La société Aplus santé, aux droits de laquelle vient aujourd'hui la société FJMN, est gestionnaire d'EHPAD et codétient avec la société Emera exploitations dix établissements.

Au cours de l'année 2016, ces deux sociétés sont convenues d'un accord de partenariat, complété par avenant du 16 avril 2019 et destiné à mutualiser la gestion opérationnelle et immobilière de certains de leurs établissements.

Un protocole de cession et de partenariat a été ainsi signé entre les parties le 17 février 2016, prévoyant en substance la création d'une société par action simplifiée, (joint-venture ou JV), et la cession de la moitié des parts de la société FJMN outre de la totalité des participations dites Emera (titres détenus dans le capital social de la sas Ehpad Soleil du Levant et dans les sociétés listées) pour la moitié à la JV et pour l'autre moitié à la société FJMN.

La sas Emera Plus Santé en exécution de ce protocole a été constituée et immatriculée au RCS le 17 mars 2016.

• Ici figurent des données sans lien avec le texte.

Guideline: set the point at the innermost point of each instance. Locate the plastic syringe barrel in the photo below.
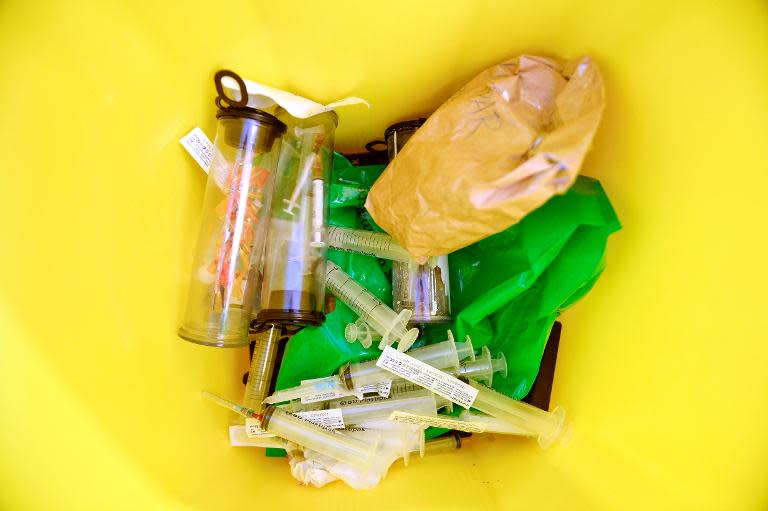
(357, 411)
(361, 331)
(377, 314)
(492, 424)
(483, 367)
(262, 366)
(331, 443)
(366, 242)
(442, 355)
(442, 444)
(239, 438)
(545, 426)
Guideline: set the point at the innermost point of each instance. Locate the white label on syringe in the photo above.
(438, 421)
(239, 437)
(330, 419)
(381, 389)
(253, 428)
(427, 376)
(199, 147)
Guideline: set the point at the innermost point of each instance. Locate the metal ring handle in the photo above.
(242, 102)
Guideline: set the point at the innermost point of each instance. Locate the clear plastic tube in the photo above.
(483, 367)
(331, 443)
(225, 271)
(366, 242)
(424, 289)
(377, 314)
(443, 444)
(294, 262)
(358, 411)
(545, 426)
(351, 377)
(262, 366)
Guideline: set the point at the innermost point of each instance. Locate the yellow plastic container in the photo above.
(662, 368)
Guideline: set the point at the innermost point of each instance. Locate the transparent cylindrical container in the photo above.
(225, 271)
(293, 289)
(422, 288)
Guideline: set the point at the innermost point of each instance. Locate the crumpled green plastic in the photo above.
(506, 290)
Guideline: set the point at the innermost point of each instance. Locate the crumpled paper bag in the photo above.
(499, 148)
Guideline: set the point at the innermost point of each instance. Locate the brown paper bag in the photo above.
(496, 150)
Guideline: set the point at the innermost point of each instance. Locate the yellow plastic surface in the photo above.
(662, 367)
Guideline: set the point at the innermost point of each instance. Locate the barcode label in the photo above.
(330, 419)
(427, 376)
(199, 147)
(438, 421)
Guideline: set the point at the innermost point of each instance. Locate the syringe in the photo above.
(366, 242)
(239, 438)
(377, 314)
(545, 426)
(483, 368)
(332, 443)
(356, 412)
(351, 377)
(361, 331)
(262, 366)
(447, 443)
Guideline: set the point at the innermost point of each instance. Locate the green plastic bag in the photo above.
(506, 290)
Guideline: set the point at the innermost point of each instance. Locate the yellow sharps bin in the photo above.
(663, 367)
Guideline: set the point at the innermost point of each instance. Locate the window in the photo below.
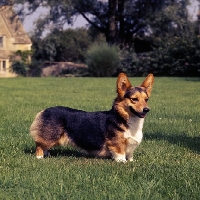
(1, 41)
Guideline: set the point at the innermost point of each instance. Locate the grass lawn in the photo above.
(166, 164)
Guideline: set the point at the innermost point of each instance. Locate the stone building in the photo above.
(12, 38)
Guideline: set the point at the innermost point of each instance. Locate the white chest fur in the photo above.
(135, 129)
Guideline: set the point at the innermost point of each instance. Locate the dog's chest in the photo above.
(135, 129)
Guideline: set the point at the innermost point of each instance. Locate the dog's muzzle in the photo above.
(140, 114)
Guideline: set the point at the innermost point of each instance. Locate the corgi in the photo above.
(115, 133)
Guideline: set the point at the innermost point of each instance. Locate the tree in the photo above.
(118, 20)
(61, 46)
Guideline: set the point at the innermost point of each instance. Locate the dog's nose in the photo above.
(146, 110)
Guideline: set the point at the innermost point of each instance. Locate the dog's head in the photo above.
(132, 101)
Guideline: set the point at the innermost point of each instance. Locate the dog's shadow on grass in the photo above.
(192, 143)
(61, 152)
(58, 152)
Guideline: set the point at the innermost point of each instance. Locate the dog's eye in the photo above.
(134, 99)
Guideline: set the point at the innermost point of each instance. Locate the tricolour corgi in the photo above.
(115, 133)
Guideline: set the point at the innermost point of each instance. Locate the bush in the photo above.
(19, 68)
(102, 60)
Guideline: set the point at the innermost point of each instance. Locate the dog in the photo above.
(115, 133)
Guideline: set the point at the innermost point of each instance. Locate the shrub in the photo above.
(19, 68)
(102, 60)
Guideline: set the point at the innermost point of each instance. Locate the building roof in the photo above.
(14, 25)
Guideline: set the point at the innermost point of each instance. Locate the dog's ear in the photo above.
(123, 84)
(148, 83)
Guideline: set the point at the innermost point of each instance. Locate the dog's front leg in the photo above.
(131, 146)
(118, 157)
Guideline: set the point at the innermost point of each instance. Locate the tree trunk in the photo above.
(112, 22)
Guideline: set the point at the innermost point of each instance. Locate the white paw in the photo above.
(46, 153)
(121, 160)
(39, 157)
(130, 159)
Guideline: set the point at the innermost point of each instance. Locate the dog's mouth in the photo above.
(140, 114)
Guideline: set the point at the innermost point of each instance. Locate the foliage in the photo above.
(61, 46)
(117, 20)
(166, 164)
(18, 67)
(172, 55)
(102, 60)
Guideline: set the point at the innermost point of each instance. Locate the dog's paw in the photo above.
(122, 160)
(39, 157)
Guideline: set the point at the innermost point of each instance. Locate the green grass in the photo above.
(166, 164)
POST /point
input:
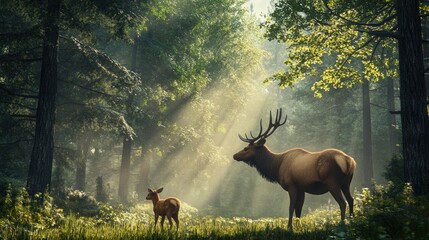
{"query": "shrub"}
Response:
(77, 201)
(380, 214)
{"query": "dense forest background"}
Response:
(153, 94)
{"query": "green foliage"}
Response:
(22, 213)
(384, 214)
(77, 202)
(333, 41)
(379, 215)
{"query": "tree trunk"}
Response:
(125, 170)
(367, 138)
(40, 170)
(414, 115)
(127, 143)
(391, 121)
(82, 156)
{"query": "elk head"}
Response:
(257, 143)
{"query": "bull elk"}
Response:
(164, 207)
(299, 171)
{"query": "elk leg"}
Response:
(336, 193)
(292, 197)
(346, 191)
(176, 219)
(299, 204)
(162, 222)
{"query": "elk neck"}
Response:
(155, 199)
(267, 163)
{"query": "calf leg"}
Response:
(162, 222)
(176, 219)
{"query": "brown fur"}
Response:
(164, 207)
(299, 171)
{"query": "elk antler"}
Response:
(270, 130)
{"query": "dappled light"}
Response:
(214, 119)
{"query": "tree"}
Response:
(50, 18)
(353, 31)
(39, 175)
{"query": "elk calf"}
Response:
(164, 207)
(299, 171)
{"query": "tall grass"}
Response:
(379, 215)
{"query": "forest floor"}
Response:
(380, 213)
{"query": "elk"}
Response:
(299, 171)
(164, 207)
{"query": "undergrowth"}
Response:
(379, 214)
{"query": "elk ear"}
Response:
(261, 142)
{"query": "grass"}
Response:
(127, 226)
(380, 213)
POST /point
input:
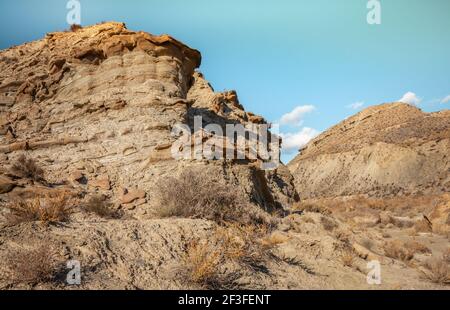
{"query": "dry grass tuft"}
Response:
(75, 27)
(33, 266)
(196, 194)
(396, 249)
(48, 210)
(417, 247)
(446, 256)
(100, 205)
(328, 224)
(368, 244)
(219, 261)
(437, 271)
(348, 258)
(422, 226)
(313, 207)
(27, 168)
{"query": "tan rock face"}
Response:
(103, 101)
(391, 149)
(6, 184)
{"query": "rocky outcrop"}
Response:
(101, 103)
(386, 150)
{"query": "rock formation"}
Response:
(386, 150)
(99, 104)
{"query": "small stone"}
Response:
(132, 195)
(6, 184)
(101, 182)
(77, 176)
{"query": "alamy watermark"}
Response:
(74, 15)
(74, 275)
(374, 14)
(374, 274)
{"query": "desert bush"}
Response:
(196, 194)
(328, 224)
(395, 249)
(368, 244)
(386, 235)
(308, 219)
(446, 256)
(417, 247)
(422, 226)
(34, 265)
(47, 209)
(274, 239)
(75, 27)
(348, 258)
(238, 247)
(313, 207)
(437, 271)
(27, 168)
(100, 205)
(202, 264)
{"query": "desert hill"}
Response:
(87, 175)
(386, 150)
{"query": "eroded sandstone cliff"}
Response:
(386, 150)
(96, 107)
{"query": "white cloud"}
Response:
(292, 142)
(356, 105)
(446, 99)
(295, 116)
(410, 98)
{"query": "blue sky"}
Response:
(282, 55)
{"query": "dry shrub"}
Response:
(446, 256)
(274, 239)
(46, 209)
(348, 258)
(235, 246)
(196, 194)
(202, 264)
(27, 168)
(401, 223)
(75, 27)
(368, 244)
(34, 265)
(100, 205)
(314, 207)
(395, 249)
(342, 236)
(417, 247)
(386, 235)
(328, 224)
(437, 271)
(308, 219)
(422, 226)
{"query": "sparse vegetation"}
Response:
(446, 256)
(437, 271)
(348, 258)
(368, 244)
(236, 246)
(313, 207)
(46, 209)
(75, 27)
(328, 224)
(100, 205)
(417, 247)
(32, 266)
(196, 194)
(27, 168)
(396, 249)
(422, 226)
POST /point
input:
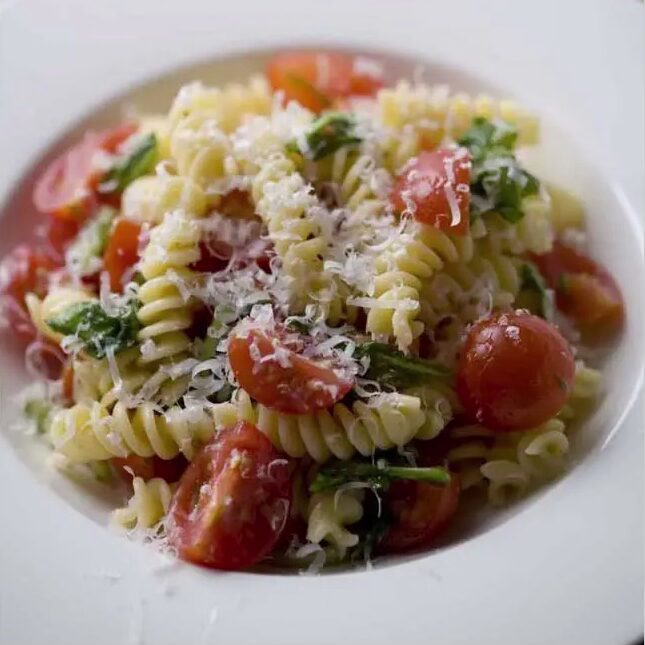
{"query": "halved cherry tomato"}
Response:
(150, 467)
(420, 512)
(24, 270)
(584, 289)
(268, 365)
(316, 79)
(515, 372)
(429, 182)
(66, 189)
(232, 502)
(122, 251)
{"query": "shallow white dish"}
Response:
(564, 567)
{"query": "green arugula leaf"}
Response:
(89, 245)
(393, 368)
(498, 182)
(139, 162)
(327, 134)
(39, 410)
(378, 476)
(534, 283)
(96, 329)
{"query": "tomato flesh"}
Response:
(428, 183)
(280, 378)
(316, 79)
(584, 289)
(121, 252)
(515, 372)
(232, 502)
(24, 270)
(420, 512)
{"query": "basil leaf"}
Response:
(388, 366)
(84, 253)
(139, 162)
(498, 181)
(96, 329)
(328, 134)
(534, 282)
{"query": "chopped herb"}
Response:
(533, 281)
(378, 476)
(327, 134)
(393, 368)
(96, 329)
(498, 182)
(39, 410)
(132, 166)
(85, 252)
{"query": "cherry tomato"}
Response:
(515, 372)
(420, 512)
(428, 182)
(268, 365)
(24, 270)
(150, 467)
(316, 79)
(66, 189)
(584, 289)
(232, 502)
(122, 251)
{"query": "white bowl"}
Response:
(563, 567)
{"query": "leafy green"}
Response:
(96, 329)
(393, 368)
(534, 283)
(131, 166)
(90, 243)
(39, 410)
(327, 134)
(378, 476)
(498, 181)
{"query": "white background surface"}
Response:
(566, 570)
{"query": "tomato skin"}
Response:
(294, 385)
(316, 78)
(420, 511)
(232, 502)
(584, 289)
(25, 270)
(423, 182)
(150, 467)
(515, 372)
(122, 251)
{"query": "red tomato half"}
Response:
(420, 511)
(584, 289)
(66, 189)
(122, 251)
(24, 270)
(150, 467)
(232, 502)
(515, 372)
(274, 373)
(316, 79)
(429, 182)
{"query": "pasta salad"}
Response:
(301, 317)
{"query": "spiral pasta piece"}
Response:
(149, 198)
(225, 106)
(329, 515)
(85, 433)
(388, 420)
(427, 114)
(147, 507)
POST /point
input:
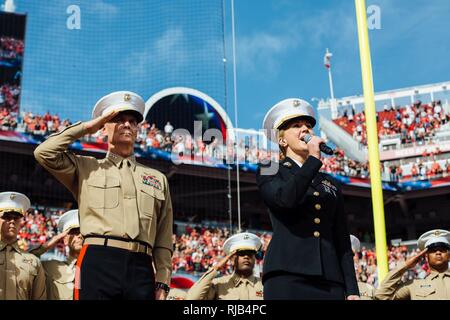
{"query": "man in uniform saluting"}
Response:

Par protocole de cession du 18 avril 2016, les sociétés FJMN, Emera Plus Santé, Emera exploitations et Emera sont convenues de la cession par la société FJMN à la JV de la moitié du capital social qu'elle détient dans sept sociétés, listées en annexe, de la cession par la société Emera exploitations de 66% du capital qu'elle détient dans la société exploitant l'EHPAD du [7], soit 33% à la JV et 33% à la société FJMN.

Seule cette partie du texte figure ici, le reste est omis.